Abruzzo, acqua contaminata. I
verbali: “Doveva essere vietata l’erogazione”
Le dichiarazioni di una funzionaria dell'Arta alla
Forestale: "Entro 24 ore sarebbero dovute essere applicate le misure di
prevenzione e comunicate alle autorità". Ma se in molti sapevano, nessuno
avvertì la popolazione
L’acqua
contaminata dalla mega discarica Montedison di Bussi era
pericolosa per la salute umana e bisognava vietarne l’erogazione entro
24 ore. Per Luciana Di Croce, direttore tecnico dell’Agenzia
regionale per la tutela dell’ambiente di Pescara, non c’erano dubbi:
“Dal momento che è stata accertata la presenza di sostanze potenzialmente a
rischio per la salute umana… Sarebbe stato necessario vietare l’erogazione e la
distribuzione delle stesse acque, data la possibilità di fonti idriche alternative”.
E’ questo uno stralcio delle dichiarazioni rese dalla Di Croce al comandante
della Forestale di Pescara, Guido Conti, il 29 luglio del 2009.
Bisognava intervenire entro poche ore e invece, per decenni, 700mila persone
(come afferma in un’approfondita relazione l’Istituto superiore di sanità)

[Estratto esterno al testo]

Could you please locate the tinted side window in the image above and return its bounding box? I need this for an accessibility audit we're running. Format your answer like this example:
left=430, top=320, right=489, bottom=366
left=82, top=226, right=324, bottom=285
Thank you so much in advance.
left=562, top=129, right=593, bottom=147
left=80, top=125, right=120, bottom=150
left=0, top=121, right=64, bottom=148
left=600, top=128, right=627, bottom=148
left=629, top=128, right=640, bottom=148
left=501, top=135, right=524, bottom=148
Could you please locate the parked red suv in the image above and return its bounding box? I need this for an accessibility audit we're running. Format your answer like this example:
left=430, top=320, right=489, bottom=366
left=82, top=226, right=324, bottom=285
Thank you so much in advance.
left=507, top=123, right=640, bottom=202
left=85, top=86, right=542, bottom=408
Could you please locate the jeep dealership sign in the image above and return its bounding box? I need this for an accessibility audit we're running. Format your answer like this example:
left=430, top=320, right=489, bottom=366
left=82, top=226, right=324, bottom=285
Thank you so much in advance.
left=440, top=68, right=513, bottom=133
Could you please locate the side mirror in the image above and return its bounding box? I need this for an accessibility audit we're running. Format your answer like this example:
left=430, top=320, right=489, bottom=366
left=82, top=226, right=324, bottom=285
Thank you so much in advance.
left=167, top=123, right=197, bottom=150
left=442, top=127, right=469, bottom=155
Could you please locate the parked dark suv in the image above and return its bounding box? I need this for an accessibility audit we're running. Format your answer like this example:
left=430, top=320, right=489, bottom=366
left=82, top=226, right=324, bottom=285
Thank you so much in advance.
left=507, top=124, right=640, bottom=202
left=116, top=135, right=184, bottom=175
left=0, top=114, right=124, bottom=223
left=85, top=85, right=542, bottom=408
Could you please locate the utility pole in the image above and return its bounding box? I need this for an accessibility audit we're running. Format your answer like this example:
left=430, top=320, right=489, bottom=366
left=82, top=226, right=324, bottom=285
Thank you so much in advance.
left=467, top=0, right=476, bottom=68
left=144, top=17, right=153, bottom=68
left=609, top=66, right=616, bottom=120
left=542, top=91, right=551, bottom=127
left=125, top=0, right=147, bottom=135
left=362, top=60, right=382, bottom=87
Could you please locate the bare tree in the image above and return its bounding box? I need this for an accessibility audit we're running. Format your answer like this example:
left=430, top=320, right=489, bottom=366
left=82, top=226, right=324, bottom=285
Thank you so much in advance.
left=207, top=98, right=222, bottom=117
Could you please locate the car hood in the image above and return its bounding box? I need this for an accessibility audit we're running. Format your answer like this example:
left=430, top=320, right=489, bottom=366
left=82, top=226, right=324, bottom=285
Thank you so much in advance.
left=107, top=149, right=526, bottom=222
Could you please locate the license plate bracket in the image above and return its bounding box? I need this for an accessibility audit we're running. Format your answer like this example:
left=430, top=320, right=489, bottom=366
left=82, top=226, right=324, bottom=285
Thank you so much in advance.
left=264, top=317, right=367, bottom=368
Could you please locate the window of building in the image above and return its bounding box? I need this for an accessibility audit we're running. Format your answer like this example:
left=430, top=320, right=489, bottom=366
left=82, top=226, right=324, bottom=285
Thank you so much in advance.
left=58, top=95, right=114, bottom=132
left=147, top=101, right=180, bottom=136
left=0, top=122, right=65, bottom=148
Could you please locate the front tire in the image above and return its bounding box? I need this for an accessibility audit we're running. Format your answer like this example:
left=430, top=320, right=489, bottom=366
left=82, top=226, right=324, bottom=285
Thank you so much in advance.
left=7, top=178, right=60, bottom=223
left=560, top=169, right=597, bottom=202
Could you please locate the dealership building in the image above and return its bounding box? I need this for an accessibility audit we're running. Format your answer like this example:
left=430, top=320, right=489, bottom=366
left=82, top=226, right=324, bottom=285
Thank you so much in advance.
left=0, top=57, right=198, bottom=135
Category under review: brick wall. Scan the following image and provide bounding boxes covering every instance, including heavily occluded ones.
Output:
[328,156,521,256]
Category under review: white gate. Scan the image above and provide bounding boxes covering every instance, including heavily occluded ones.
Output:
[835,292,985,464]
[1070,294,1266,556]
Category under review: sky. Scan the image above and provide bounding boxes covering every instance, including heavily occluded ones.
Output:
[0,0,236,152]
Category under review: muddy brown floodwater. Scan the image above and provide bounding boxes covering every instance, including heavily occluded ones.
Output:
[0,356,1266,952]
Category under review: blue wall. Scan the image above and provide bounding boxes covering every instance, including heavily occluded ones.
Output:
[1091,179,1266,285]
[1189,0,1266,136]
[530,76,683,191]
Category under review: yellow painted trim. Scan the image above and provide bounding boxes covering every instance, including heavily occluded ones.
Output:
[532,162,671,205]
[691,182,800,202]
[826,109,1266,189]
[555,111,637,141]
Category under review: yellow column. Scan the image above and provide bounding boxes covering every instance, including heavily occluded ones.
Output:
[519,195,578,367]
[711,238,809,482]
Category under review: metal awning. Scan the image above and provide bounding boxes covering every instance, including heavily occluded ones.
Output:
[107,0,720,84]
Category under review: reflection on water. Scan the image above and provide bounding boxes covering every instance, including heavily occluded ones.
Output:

hanno bevuto e utilizzato acqua contaminata dalle discariche del grande polo
chimico.
La Di Croce,
che ha mantenuto l’incarico fino al 2012, come riportato nel verbale affermava:
“Considerato che, nel caso di specie, la contaminazione riguarda le acque prima
dell’attingimento per il consumo e quindi acque sotterranee, il superamento dei
parametri. Avrebbe dovuto comportare l’attivazione delle procedure operative e
amministrative… In capo al soggetto responsabile dell’inquinamento, e la messa
in opera entro 24 ore delle misure necessarie di prevenzione, nonché l’onere di
immediata comunicazione alle autorità competenti”.
In molti
sapevano, ma nessuno ha avvertito gli abruzzesi. Nel settembre 2004, l’Azienda
consortile acquedottistica di Pescara, in una lettera inviata a Regione, Arta,
sindaco di Bussi, Asl e Ato sostiene che “le risultanze analitiche attestano un
inquinamento da tetracloroetilene, tricloroetilene e cloroformio dalla
falda dei pozzi Sant’Angelo di Castiglione a Casauria, nonostante
sia garantita la potabilità grazie alla miscelazione con la sorgente Giardino”.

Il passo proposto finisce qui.